AutoNation said it expects strong demand for new vehicles to continue into next year, as low-interest rates and robust demand helped the top US auto retailer trounce quarterly earnings estimates.
The company said on Monday sales of new and used vehicles surged 42 percent and 37 percent, respectively, in the second quarter.
Shares of the stock were up 4.4 percent, to $107.03, in early afternoon trading.
“Consumers are buying vehicles before they even arrive at our stores. We expect the current environment of demand exceeding supply to continue into 2022,” Chief Executive Mike Jackson said in a statement.
The global semiconductor chip shortage has depleted vehicle inventories and forced automakers to cut production, prompting consumers to pay more for cars.
In its latest auto-industry forecast released in June, JD Power said the average price of a new vehicle was set to reach a record $38,088 in the first half of 2021, up 10.1 percent over a year ago when pandemic lockdowns brought the U.S. auto industry to a near standstill.
“Everyone is comparing (current prices) against the collapse of last year,” Jackson told Reuters on Monday.
A year ago, used vehicle prices were depressed as rental fleets rushed to unload vehicles stranded by the plunge in travel, he said.
Now, AutoNation is stepping up efforts to acquire used vehicles directly from consumers to meet strong demand. A new AutoNation USA used vehicle store in San Antonio was profitable in its first month of operation, Jackson said.
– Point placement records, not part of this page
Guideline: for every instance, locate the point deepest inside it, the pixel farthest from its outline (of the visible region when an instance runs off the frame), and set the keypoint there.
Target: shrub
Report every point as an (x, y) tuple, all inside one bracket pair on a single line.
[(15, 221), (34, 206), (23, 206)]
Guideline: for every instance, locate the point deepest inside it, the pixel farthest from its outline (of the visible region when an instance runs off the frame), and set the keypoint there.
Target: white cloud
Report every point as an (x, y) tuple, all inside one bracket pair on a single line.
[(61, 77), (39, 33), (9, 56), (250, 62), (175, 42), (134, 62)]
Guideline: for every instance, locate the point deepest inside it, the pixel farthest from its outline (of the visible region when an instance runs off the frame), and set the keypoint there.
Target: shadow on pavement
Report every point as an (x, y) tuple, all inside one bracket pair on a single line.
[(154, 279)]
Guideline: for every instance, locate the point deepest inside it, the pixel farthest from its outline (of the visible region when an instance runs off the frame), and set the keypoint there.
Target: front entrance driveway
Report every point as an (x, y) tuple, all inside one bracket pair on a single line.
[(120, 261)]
Fort Lauderdale, Florida-based AutoNation’s gross profit per new vehicle jumped 89 percent, to $4,157, in the quarter ended June 30, while the gross profit per used vehicle rose 24 percent, to $2,240.
The company had 14 days of supply for new vehicles in the quarter, compared with 49 a year earlier.
Adjusted net income from continuing operations came in at a record $4.83 per share, easily beating a Refinitiv IBES estimate of $2.81. Record revenue of $6.98 billion was also higher than expectations.
The company said overhead costs in the second quarter were 56.5 percent of revenue, down from 68.9 percent a year ago. Jackson said he expects overhead expenses will be at 60 percent of revenue for the full year, compared to more than 70 percent before the pandemic, as more than half of customers use the company’s online tools to shop and complete steps of a purchase.
“We are at a good cost place, and digital capability enabled that,” Jackson said.
The company had $1.6 billion of liquidity as of June 30 and said its board had authorized a share buyback worth $1 billion.
AutoNation also said it was on track to open four new stores in the US in the second half and 12 new stores in 2022.